The Air Between Words
17 June 2014
Ninja Tune
3 stars out of 5
Dutch DJ/producer Martijn Deijkers gives us his third LP
under the moniker Martyn, The Air Between
Words, and it’s yet another whiplash-inflicting switch in direction. Long
gone is the dubstep of his 2009 debut, Great
Lengths, as is the 2-step/garage revivalism of 2011’s Ghost People. Now, Martyn is mining the burned-out wastelands of
Detroit techno in this fifty-three minute homage to Carl Craig and Juan Atkins,
and while successful on tracks like “Empty Mind” and “Lullaby,” Deijkers doesn’t
sustain a fresh approach to the genre over the length of the album.
It’s not all Detroit here—“Drones”
is basically Chelmsford
circa 1995 (that means early Squarepusher for you non-Essex-residing folks),
minus the frantic drum’n’bass drum programming. Former Hype Williams member Inga
Copeland (sorry, it’s just “copeland” now, without even a capital C for
emphasis) is featured on “Love of Pleasure,” but the track doesn’t approach the
exciting experimentation of her own material, either solo or with Dean Blunt.

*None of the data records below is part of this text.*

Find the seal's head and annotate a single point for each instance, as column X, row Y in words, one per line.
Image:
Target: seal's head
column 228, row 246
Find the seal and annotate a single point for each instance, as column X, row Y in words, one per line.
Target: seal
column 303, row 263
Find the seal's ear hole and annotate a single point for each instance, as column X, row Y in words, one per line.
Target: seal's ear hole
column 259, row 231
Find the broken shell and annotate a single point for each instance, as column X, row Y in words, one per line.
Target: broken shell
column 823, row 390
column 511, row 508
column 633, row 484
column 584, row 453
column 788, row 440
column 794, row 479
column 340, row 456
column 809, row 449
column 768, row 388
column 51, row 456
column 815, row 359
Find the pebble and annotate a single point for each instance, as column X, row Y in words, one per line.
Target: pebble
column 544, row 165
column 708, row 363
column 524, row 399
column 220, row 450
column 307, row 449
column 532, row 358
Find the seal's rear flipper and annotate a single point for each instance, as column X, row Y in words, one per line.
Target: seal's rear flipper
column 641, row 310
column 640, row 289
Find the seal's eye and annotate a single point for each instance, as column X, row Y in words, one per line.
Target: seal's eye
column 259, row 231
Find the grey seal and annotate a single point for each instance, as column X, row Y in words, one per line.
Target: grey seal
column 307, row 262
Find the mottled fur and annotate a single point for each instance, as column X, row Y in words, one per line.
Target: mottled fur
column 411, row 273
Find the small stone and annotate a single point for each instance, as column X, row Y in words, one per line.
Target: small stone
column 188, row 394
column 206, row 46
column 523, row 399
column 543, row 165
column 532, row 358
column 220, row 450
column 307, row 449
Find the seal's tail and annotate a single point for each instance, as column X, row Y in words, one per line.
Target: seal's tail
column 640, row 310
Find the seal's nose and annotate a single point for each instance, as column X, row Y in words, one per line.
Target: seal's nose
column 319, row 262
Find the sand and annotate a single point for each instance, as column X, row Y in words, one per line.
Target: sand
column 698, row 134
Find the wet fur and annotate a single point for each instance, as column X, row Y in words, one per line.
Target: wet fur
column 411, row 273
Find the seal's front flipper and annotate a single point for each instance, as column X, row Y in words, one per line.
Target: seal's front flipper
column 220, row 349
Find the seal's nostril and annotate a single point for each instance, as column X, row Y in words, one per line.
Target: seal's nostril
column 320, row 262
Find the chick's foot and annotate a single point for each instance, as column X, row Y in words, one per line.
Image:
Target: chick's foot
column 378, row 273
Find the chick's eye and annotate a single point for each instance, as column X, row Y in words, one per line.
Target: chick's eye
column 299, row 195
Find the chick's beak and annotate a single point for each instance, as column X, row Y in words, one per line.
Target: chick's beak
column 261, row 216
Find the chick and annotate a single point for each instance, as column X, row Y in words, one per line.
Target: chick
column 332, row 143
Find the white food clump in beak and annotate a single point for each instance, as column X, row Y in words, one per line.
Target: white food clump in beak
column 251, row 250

Album highlight “Like That” is oddly among both the most interesting and the
most derivative tracks on the album—a case where Deijkers almost could be
faulted for getting it too right.
The Air Between Words
should have been a lot better than it is, but it isn’t, and that’s just the way
it is. There’s no sense in us protesting en
masse outside the Dutch embassy, waving our little signs and chanting our
little activist tunes. There’s no petition we can sign nor NGO we can volunteer
for in the jungles of Cameroon —we
just have to heave our collective sigh on this one and accept that we cannot
achieve a better Martyn record through democratic means. (That was a joke—protesting
against the actions of a democratically-elected government is very clearly
anti-democratic. *wink*) At any rate, Deijkers will probably get bored of Detroit
techno within a couple of weeks anyway, so we should just wait to see what
genre he decides to tackle next and maybe we’ll be satisfied again.